In vivo "photofootprint" changes at sequences between the yeast GAL1 upstream activating sequence and "TATA" element require activated GAL4 protein but not a functional TATA element.

Transcription of the yeast GAL1 and GAL10 genes is induced by growth on galactose. Using the technique of photofootprinting in vivo, we previously documented equivalent transcription-dependent footprints within the putative "TATA" elements of both genes. To explore the functional significance of these observations, we created a 3-base-pair substitution mutation within the GAL1 promoter TATA element, which disrupted the ATATAA consensus sequence but left intact the photomodification targets. The mutation reduced galactose-induced RNA levels by a factor of 100. The mutant promoter no longer displayed the characteristic TATA sequence footprint, supporting the hypothesis that transcription activation involves the binding of a TATA box factor.
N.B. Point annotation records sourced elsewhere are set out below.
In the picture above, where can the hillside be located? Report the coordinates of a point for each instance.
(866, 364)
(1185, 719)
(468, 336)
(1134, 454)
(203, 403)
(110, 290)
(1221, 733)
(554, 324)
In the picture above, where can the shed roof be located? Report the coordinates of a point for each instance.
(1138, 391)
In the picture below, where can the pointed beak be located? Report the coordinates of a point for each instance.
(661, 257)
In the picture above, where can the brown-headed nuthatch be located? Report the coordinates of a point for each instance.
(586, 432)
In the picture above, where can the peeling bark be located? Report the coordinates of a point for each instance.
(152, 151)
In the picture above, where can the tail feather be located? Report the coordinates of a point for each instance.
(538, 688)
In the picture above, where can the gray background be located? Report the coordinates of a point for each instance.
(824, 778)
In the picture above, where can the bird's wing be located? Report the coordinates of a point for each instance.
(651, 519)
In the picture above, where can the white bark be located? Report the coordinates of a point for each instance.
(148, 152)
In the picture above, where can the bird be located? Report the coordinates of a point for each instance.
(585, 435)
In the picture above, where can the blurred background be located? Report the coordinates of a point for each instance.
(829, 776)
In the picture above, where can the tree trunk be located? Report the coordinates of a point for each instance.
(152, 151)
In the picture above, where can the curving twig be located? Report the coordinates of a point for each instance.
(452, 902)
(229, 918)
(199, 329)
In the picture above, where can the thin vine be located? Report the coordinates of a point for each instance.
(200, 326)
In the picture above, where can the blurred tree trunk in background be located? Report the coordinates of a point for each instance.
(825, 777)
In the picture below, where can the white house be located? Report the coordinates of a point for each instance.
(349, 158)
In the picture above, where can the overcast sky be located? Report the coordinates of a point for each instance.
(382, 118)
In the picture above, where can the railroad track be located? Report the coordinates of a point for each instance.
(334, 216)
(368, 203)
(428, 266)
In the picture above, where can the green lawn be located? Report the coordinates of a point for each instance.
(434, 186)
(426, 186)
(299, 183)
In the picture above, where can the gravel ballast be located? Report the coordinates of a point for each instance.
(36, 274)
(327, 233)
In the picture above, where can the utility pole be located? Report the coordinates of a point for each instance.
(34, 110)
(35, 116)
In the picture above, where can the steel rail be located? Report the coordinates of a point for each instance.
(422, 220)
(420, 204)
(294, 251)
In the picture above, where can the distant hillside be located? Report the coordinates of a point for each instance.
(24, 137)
We also observed a collection of transcription-correlated alterations in the modification pattern at sites between the UASG and the GAL1 TATA element, within sequences that are not required for inducible transcription. These patterns, characteristic of the induced wild-type GAL1 gene, were still galactose inducible with the TATA mutant GAl1 promoter, despite the low level of transcription from this promoter. We conclude that the GAL4-dependent protein/DNA structure responsible for the altered pattern within nonessential sequences is therefore not strictly coupled to an active TATA element or to high levels of expression. Nonetheless, the patterns probably reflect a stable protein-dependent structure that accompanies assembly of the transcription initiation complex.